[Ed. – While it’s only partly/technically correct to say that Norway hasn’t let “foreign troops” be stationed there since WWII — foreign military personnel have been stationed there in handfuls around the country since Norway joined NATO — this is still a meaningful political move. It comes on top of a recent, large-scale prepositioning of battle equipment in old Cold War storage sites in Norway. As usual, Obama is slinging all this stuff around without setting it in the context of policy speeches about what it’s for. That latter point is called “diplomacy,” and Obama has actually done very little of it. Ostensibly, the 6-month USMC deployments are going to be about training for winter battle conditions.
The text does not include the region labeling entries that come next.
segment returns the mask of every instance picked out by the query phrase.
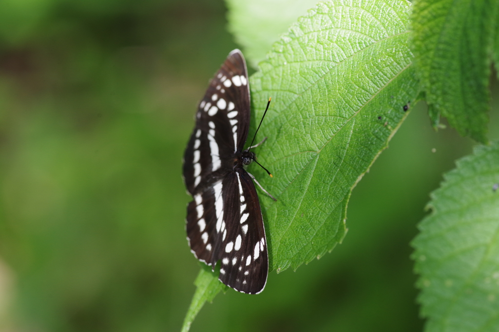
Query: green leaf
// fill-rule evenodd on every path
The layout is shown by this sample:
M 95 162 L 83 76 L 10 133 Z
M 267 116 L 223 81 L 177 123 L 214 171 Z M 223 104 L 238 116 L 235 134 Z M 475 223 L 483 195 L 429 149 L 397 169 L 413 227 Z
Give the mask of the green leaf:
M 229 30 L 254 68 L 279 36 L 318 0 L 226 0 Z
M 352 190 L 418 92 L 407 42 L 410 3 L 344 2 L 320 3 L 300 18 L 250 80 L 255 119 L 272 99 L 256 140 L 268 139 L 256 152 L 274 177 L 257 165 L 250 171 L 277 199 L 260 195 L 278 272 L 341 242 Z
M 499 142 L 478 146 L 431 195 L 412 244 L 426 331 L 499 329 Z
M 414 51 L 434 126 L 441 114 L 463 136 L 487 142 L 496 0 L 419 0 Z
M 298 19 L 250 78 L 249 137 L 272 100 L 256 141 L 268 139 L 255 152 L 274 177 L 249 168 L 277 199 L 259 192 L 270 270 L 295 269 L 342 241 L 352 189 L 419 92 L 410 3 L 344 2 L 320 3 Z M 219 287 L 207 283 L 214 293 Z
M 219 281 L 220 266 L 217 267 L 215 272 L 212 272 L 211 266 L 205 264 L 203 265 L 197 278 L 196 278 L 196 281 L 194 281 L 194 285 L 196 287 L 196 293 L 194 293 L 194 296 L 191 302 L 191 306 L 184 319 L 182 332 L 187 332 L 189 330 L 196 315 L 206 301 L 211 303 L 220 291 L 223 290 L 225 291 L 227 289 L 225 285 Z

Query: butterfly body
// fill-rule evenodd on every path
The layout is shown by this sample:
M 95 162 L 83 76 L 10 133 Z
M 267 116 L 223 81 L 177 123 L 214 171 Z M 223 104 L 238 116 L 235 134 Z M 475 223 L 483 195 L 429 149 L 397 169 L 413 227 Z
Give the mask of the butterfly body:
M 235 289 L 257 294 L 268 269 L 263 218 L 256 189 L 244 167 L 255 154 L 244 149 L 250 127 L 248 72 L 239 50 L 211 81 L 196 113 L 183 175 L 194 200 L 187 207 L 191 250 Z

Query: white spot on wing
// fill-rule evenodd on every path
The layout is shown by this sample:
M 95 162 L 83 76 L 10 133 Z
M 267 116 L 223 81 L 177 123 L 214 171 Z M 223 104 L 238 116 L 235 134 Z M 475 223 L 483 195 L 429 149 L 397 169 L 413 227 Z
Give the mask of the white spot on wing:
M 225 110 L 225 108 L 227 107 L 227 102 L 223 98 L 220 98 L 217 102 L 217 106 L 221 110 Z
M 213 135 L 211 134 L 212 130 Z M 208 140 L 210 140 L 210 148 L 211 150 L 210 154 L 212 156 L 212 165 L 213 166 L 212 170 L 213 171 L 216 171 L 222 166 L 220 157 L 219 156 L 218 144 L 217 144 L 217 141 L 215 140 L 215 137 L 213 137 L 214 135 L 215 130 L 213 129 L 210 129 Z
M 205 221 L 204 218 L 202 218 L 199 220 L 198 221 L 198 224 L 199 225 L 199 231 L 202 232 L 206 228 L 206 222 Z
M 241 235 L 239 234 L 236 238 L 236 243 L 234 244 L 234 250 L 239 250 L 241 248 Z
M 198 218 L 201 218 L 203 217 L 203 214 L 205 213 L 205 209 L 203 208 L 203 204 L 200 204 L 196 207 L 196 210 L 198 212 Z
M 241 86 L 241 79 L 239 76 L 236 75 L 232 78 L 232 83 L 234 84 L 236 87 Z
M 199 139 L 197 139 L 196 140 L 197 141 L 197 140 L 199 140 Z M 199 150 L 194 150 L 194 160 L 193 161 L 193 162 L 197 163 L 198 161 L 199 161 L 199 157 L 200 157 L 200 155 L 201 155 L 201 153 L 199 152 Z
M 224 200 L 222 197 L 222 181 L 219 181 L 213 186 L 215 195 L 215 215 L 217 216 L 217 231 L 220 231 L 222 219 L 224 217 Z
M 244 223 L 250 217 L 250 214 L 245 213 L 241 216 L 241 223 Z
M 218 111 L 218 109 L 216 106 L 212 106 L 212 108 L 210 109 L 210 111 L 208 111 L 208 115 L 210 116 L 213 116 L 217 114 L 217 112 Z
M 241 185 L 241 179 L 239 177 L 239 173 L 236 172 L 236 174 L 238 176 L 238 183 L 239 184 L 239 194 L 243 195 L 243 186 Z
M 198 176 L 201 174 L 201 165 L 199 163 L 194 164 L 194 176 Z
M 260 257 L 260 242 L 257 242 L 254 245 L 254 250 L 253 251 L 253 259 L 256 260 L 256 259 L 259 257 Z

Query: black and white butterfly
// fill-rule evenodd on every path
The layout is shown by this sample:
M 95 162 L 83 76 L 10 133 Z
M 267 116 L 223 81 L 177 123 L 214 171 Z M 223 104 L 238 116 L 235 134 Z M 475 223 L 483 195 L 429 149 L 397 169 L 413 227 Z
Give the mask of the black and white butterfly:
M 199 104 L 183 170 L 194 199 L 187 207 L 191 251 L 213 269 L 221 260 L 219 279 L 226 285 L 258 294 L 266 282 L 268 259 L 254 178 L 243 168 L 255 159 L 253 147 L 244 150 L 250 115 L 246 63 L 236 49 Z

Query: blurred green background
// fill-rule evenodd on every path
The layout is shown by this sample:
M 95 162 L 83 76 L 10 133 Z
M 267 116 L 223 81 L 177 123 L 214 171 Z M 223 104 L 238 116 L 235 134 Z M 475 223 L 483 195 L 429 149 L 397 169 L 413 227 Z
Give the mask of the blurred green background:
M 226 10 L 0 1 L 0 331 L 179 331 L 200 268 L 182 157 L 208 80 L 238 47 Z M 433 131 L 424 107 L 354 191 L 342 244 L 272 272 L 259 295 L 219 295 L 191 331 L 421 331 L 409 242 L 472 146 Z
But (a) there’s nowhere we realistically expect to have to fight in such conditions, and (b) it would be cheaper and smarter to just train in Alaska — or Canada, if it comes to that. Critics can be forgiven for thinking this is all BS.]
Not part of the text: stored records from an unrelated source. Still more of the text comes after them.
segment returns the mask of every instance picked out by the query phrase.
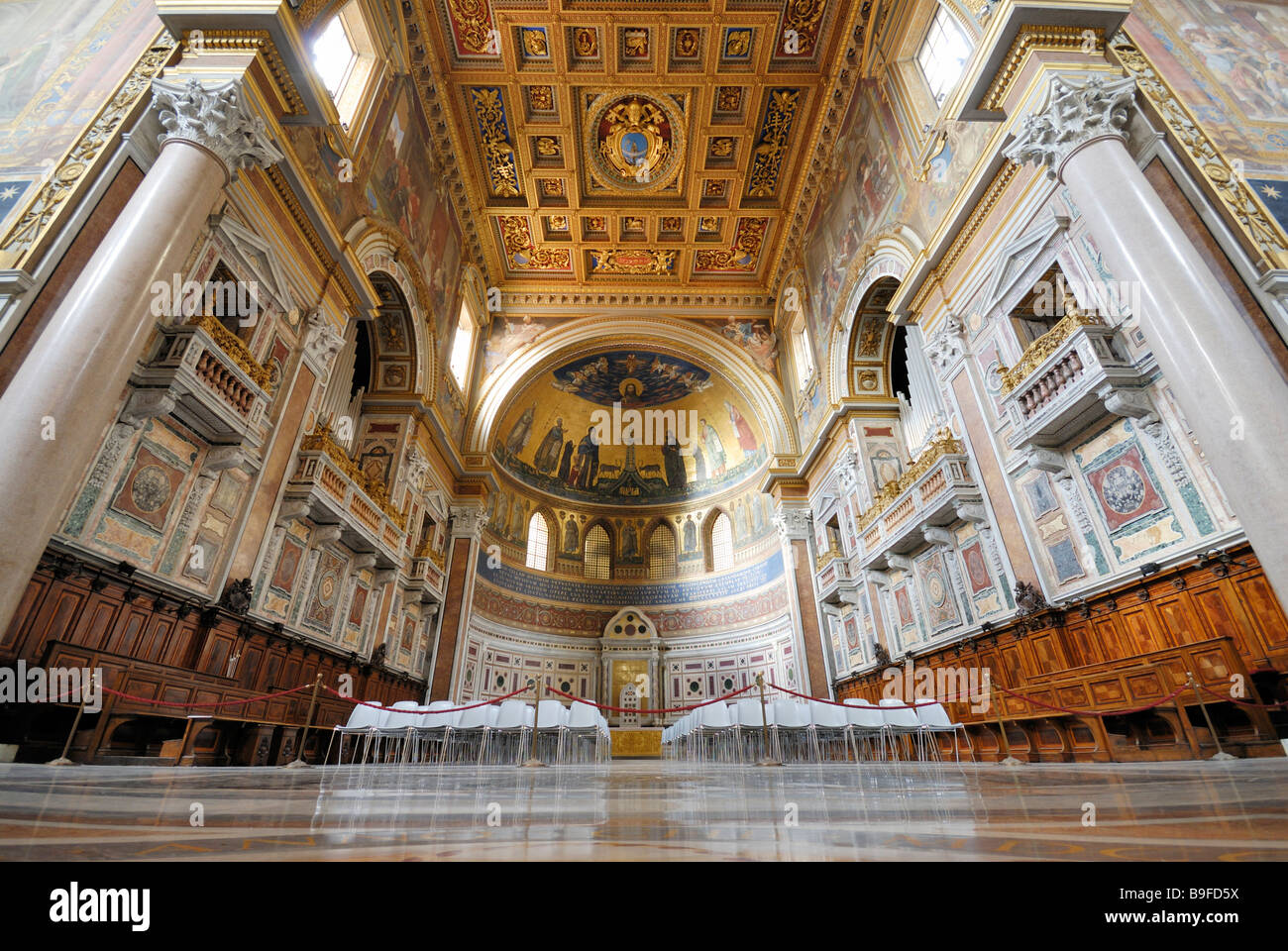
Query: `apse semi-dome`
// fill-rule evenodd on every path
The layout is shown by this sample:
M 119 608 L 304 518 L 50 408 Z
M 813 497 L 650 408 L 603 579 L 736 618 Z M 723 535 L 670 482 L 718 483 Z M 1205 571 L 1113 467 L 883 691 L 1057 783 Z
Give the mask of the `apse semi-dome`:
M 523 485 L 567 501 L 649 505 L 734 491 L 768 463 L 747 399 L 659 349 L 583 353 L 511 398 L 492 446 Z

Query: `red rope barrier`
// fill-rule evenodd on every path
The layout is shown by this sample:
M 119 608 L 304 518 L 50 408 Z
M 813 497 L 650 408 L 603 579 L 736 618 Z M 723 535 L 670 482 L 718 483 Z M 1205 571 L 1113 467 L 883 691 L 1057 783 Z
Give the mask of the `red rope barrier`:
M 596 704 L 594 700 L 582 700 L 581 697 L 574 697 L 572 693 L 564 693 L 563 691 L 550 687 L 547 688 L 551 693 L 558 693 L 560 697 L 568 697 L 568 700 L 576 700 L 578 704 L 590 704 L 591 706 L 598 706 L 600 710 L 612 710 L 613 713 L 638 713 L 638 714 L 661 714 L 661 713 L 687 713 L 689 710 L 697 710 L 701 706 L 711 706 L 712 704 L 719 704 L 721 700 L 729 700 L 729 697 L 737 697 L 739 693 L 746 693 L 756 684 L 748 683 L 741 691 L 734 691 L 733 693 L 725 693 L 723 697 L 716 697 L 715 700 L 707 700 L 701 704 L 694 704 L 693 706 L 667 706 L 658 710 L 632 710 L 626 706 L 611 706 L 609 704 Z
M 1027 701 L 1027 702 L 1033 704 L 1036 706 L 1043 706 L 1047 710 L 1055 710 L 1057 713 L 1073 714 L 1075 716 L 1126 716 L 1127 714 L 1132 714 L 1132 713 L 1141 713 L 1144 710 L 1153 710 L 1155 706 L 1162 706 L 1163 704 L 1166 704 L 1170 700 L 1176 700 L 1176 697 L 1179 697 L 1181 695 L 1181 691 L 1185 689 L 1185 684 L 1181 684 L 1175 691 L 1172 691 L 1171 693 L 1168 693 L 1166 697 L 1163 697 L 1162 700 L 1154 701 L 1153 704 L 1145 704 L 1145 706 L 1137 706 L 1137 707 L 1133 707 L 1131 710 L 1106 710 L 1105 713 L 1096 713 L 1095 710 L 1070 710 L 1069 707 L 1065 707 L 1065 706 L 1051 706 L 1050 704 L 1043 704 L 1041 700 L 1034 700 L 1033 697 L 1027 697 L 1023 693 L 1016 693 L 1015 691 L 1009 691 L 1002 684 L 997 684 L 997 689 L 1002 691 L 1002 693 L 1007 693 L 1007 695 L 1010 695 L 1010 696 L 1012 696 L 1012 697 L 1015 697 L 1018 700 Z
M 346 697 L 343 693 L 340 693 L 340 691 L 335 689 L 334 687 L 327 687 L 326 684 L 322 684 L 322 689 L 325 689 L 325 691 L 327 691 L 330 693 L 334 693 L 335 696 L 340 697 L 340 700 L 345 700 L 345 701 L 353 704 L 354 706 L 371 706 L 371 707 L 375 707 L 377 710 L 389 710 L 390 709 L 390 707 L 385 706 L 384 704 L 368 704 L 366 700 L 354 700 L 353 697 Z M 404 710 L 398 710 L 398 713 L 415 713 L 415 714 L 420 714 L 420 713 L 460 713 L 462 710 L 477 710 L 480 706 L 489 706 L 491 704 L 500 704 L 502 700 L 509 700 L 510 697 L 516 697 L 520 693 L 527 693 L 531 689 L 532 689 L 532 686 L 529 684 L 527 687 L 520 687 L 519 689 L 514 691 L 513 693 L 506 693 L 504 697 L 493 697 L 492 700 L 484 700 L 480 704 L 470 704 L 469 706 L 453 706 L 453 707 L 451 707 L 448 710 L 430 710 L 428 706 L 412 706 L 412 707 L 407 707 Z
M 782 691 L 783 693 L 791 693 L 793 697 L 800 697 L 801 700 L 813 700 L 818 704 L 827 704 L 828 706 L 841 706 L 845 707 L 846 710 L 913 710 L 918 706 L 934 706 L 935 704 L 939 702 L 938 700 L 925 700 L 920 704 L 916 702 L 890 704 L 889 706 L 868 706 L 867 704 L 837 704 L 835 700 L 823 700 L 822 697 L 811 697 L 808 693 L 797 693 L 796 691 L 790 691 L 786 687 L 779 687 L 773 680 L 769 682 L 769 686 L 773 687 L 775 691 Z M 957 704 L 960 701 L 951 700 L 948 702 Z
M 1229 700 L 1231 704 L 1239 704 L 1240 706 L 1255 706 L 1255 707 L 1257 707 L 1260 710 L 1278 710 L 1280 706 L 1288 706 L 1288 700 L 1283 700 L 1283 701 L 1280 701 L 1278 704 L 1255 704 L 1251 700 L 1239 700 L 1238 697 L 1227 697 L 1224 693 L 1221 693 L 1220 691 L 1212 689 L 1207 684 L 1198 683 L 1198 680 L 1195 680 L 1195 684 L 1198 684 L 1198 688 L 1200 691 L 1203 691 L 1204 693 L 1211 693 L 1217 700 L 1221 700 L 1221 701 Z
M 299 693 L 300 691 L 307 691 L 312 687 L 312 683 L 305 683 L 299 687 L 292 687 L 289 691 L 278 691 L 277 693 L 265 693 L 261 697 L 246 697 L 245 700 L 218 700 L 213 704 L 180 704 L 174 700 L 153 700 L 152 697 L 137 697 L 133 693 L 121 693 L 121 691 L 113 691 L 111 687 L 103 687 L 104 693 L 111 693 L 112 696 L 121 697 L 122 700 L 133 700 L 137 704 L 153 704 L 155 706 L 182 706 L 185 709 L 198 709 L 207 706 L 241 706 L 242 704 L 254 704 L 256 700 L 270 700 L 272 697 L 285 697 L 287 693 Z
Some 300 U.S. Marines landed in Norway on Monday for a six-month deployment, the first time since World War Two that foreign troops have been allowed to be stationed there, in a deployment which has irked Norway’s Arctic neighbor Russia.
Officials played down any link between the operation and NATO concerns over Russia, but the deployment coincides with the U.S. sending several thousand troops to Poland to beef up its Eastern European allies worried about Moscow’s assertiveness.
Marines from Camp Lejeune in North Carolina landed a little after 10 am CET (0900 GMT) at a snow-covered Vaernes airport near Trondheim, Norway’s third-largest city, where temperatures were reaching -2 degrees Celsius (28 degrees Fahrenheit).
U.S. troops are to stay in Norway for a year, with the current batch of Marines being replaced after their six-month tour is complete.